A couple of weeks ago I noticed that a walk-a-thon was being held for a worthy cause. It was not a cause that I recognized. However, I knew the location of the walk-a-thon site. The place, Batsto, was a historical bog iron foundry and village in the Pine Barrens of South Jersey located in the Wharton State Park.
Batsto Village had several restored out-buildings that I had enjoyed roaming through for the first time nearly 40 years ago. It is the place where my father had been the demonstration village blacksmith on the week-ends for twelve years after his retirement from the Philadelphia Navy Yard. It was the place where my husband, not knowing that my father worked there, took me on our first date. Batsto was a place of fond memories. So, before I knew what I was walking for, I decided to pay my $25.00 to walk the trail through the Pine Barrens which included the Village of Batsto.
At the registration desk I picked up the ubiquitous tee-shirt, bottle of water and map before hitting the trail. Alone, I set out through the woods on a sandy path keeping the red markers in sight. The weather cooperated by being just cool enough for a light jacket and cloudy enough to keep the sun from reddening my nose. It was early fall so the insects were down and the birds gone south. All I could hear was my tread on the path – a perfect opportunity for reflection.
I couldn’t believe my luck in finding a great place for a healthy walk that offered no interference to my thoughts.
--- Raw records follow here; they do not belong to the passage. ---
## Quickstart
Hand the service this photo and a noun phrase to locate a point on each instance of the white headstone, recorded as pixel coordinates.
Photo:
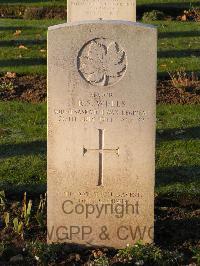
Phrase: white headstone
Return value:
(101, 133)
(80, 10)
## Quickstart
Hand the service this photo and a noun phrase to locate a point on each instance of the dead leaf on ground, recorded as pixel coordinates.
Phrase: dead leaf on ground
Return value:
(23, 47)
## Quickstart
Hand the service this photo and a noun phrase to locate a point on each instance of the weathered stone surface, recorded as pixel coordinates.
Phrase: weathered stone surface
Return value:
(80, 10)
(101, 132)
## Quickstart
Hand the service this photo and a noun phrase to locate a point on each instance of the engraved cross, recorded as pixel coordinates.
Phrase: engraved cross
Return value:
(101, 150)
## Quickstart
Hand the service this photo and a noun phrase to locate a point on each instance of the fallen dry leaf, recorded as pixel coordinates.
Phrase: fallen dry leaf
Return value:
(23, 47)
(17, 33)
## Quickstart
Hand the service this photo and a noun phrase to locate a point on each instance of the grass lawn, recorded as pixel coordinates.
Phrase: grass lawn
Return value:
(31, 58)
(34, 2)
(148, 3)
(178, 45)
(23, 149)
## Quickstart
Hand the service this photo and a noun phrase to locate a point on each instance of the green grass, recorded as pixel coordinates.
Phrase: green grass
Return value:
(23, 148)
(178, 46)
(147, 3)
(22, 145)
(33, 37)
(163, 4)
(34, 2)
(178, 151)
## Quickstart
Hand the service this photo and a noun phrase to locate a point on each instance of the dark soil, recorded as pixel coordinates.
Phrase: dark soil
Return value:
(33, 88)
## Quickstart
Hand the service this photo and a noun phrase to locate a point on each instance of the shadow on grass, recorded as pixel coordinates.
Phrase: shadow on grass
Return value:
(13, 191)
(22, 1)
(171, 8)
(178, 134)
(173, 175)
(14, 28)
(29, 148)
(23, 42)
(177, 34)
(22, 62)
(176, 230)
(179, 53)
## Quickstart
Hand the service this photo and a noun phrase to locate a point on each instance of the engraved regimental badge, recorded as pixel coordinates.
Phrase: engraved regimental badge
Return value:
(102, 62)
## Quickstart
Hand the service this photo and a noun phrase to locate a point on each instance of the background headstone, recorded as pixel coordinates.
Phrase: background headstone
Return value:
(101, 133)
(80, 10)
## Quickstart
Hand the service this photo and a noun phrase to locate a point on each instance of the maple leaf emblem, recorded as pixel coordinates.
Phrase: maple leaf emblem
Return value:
(102, 62)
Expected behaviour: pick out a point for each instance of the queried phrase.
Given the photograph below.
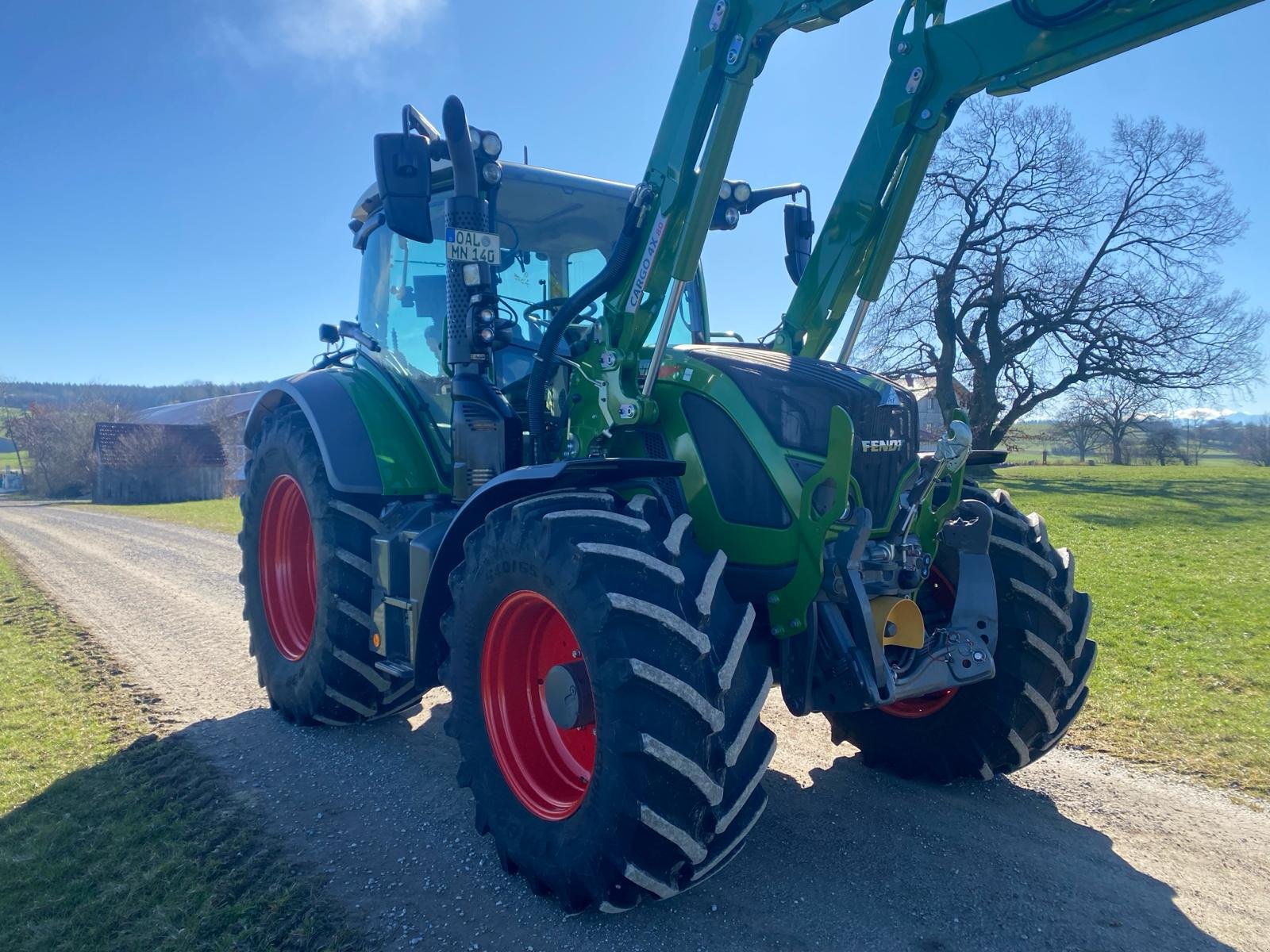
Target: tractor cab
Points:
(556, 232)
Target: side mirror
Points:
(403, 171)
(799, 228)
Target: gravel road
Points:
(1077, 852)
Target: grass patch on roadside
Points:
(219, 514)
(112, 838)
(1175, 562)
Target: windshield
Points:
(556, 232)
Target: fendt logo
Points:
(880, 446)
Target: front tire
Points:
(660, 787)
(1043, 657)
(306, 579)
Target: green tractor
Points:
(533, 473)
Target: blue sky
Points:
(179, 175)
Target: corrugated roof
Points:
(201, 410)
(148, 444)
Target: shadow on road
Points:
(856, 860)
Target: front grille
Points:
(794, 397)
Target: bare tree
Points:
(1079, 429)
(1032, 267)
(1255, 444)
(1118, 409)
(59, 443)
(1162, 442)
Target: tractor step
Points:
(394, 670)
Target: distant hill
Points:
(129, 397)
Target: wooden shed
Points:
(148, 463)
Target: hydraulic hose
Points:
(1028, 13)
(454, 121)
(607, 278)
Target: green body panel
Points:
(802, 543)
(787, 606)
(408, 465)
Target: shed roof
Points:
(206, 410)
(149, 444)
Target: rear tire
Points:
(1043, 659)
(677, 752)
(321, 672)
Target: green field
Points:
(112, 838)
(1175, 562)
(220, 514)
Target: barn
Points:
(930, 416)
(225, 414)
(148, 463)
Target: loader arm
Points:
(935, 67)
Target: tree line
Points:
(127, 397)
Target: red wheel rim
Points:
(289, 568)
(546, 767)
(944, 596)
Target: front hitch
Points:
(962, 651)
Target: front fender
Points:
(370, 441)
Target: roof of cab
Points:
(512, 171)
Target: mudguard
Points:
(368, 438)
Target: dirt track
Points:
(1073, 854)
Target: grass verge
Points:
(1175, 562)
(219, 514)
(112, 838)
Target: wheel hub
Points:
(537, 704)
(289, 568)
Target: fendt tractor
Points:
(533, 473)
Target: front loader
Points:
(531, 473)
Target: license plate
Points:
(475, 247)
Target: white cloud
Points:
(325, 31)
(1203, 413)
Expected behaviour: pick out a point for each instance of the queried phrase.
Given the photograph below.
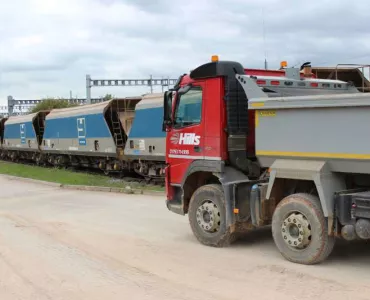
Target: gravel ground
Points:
(64, 244)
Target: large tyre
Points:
(207, 216)
(300, 230)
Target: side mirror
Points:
(167, 110)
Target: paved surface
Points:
(60, 244)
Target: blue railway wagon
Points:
(24, 134)
(146, 141)
(87, 135)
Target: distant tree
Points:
(51, 103)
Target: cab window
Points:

At my time of life, I find that gratitude is a feeling the often surfaces when I am engaged in some physical activity as many of my contemporaries suffer from such ailments that prevent them from enjoying a walk anywhere, let alone in the woods. A bit of nostalgia drifted in with memories of my father and husband meeting for the first time in this lovely place.
Time passed quickly. By the time that I reached the lake, I began to reflect on the cause for which I was walking. The tee-shirt that I was wearing stated that I was walking in memory of a young man, recently deceased, who could not walk, nor speak, nor feed himself, but who had given joy to his family and to his friends. This walk in his honor helped to support Discovery House, a retreat house for families of children with all manner of disabilities.
Although I did not see any on the trail, at the end of the path, small groups of these families had gathered. The family members were laughing, talking and congratulating each other on completing the walk. Organizers were placing ribbons around the necks of all who finished the exercise, those who walked, those who pushed wheel chairs, and those who guided the blind.
This was one walk-a-thon where I received much more than I gave. Here I was in the middle of the Pine Barrens soothed by the tranquility of nature, inspired by great acts of love and devotion to further feelings of gratitude, and, may-be just a touch of humility.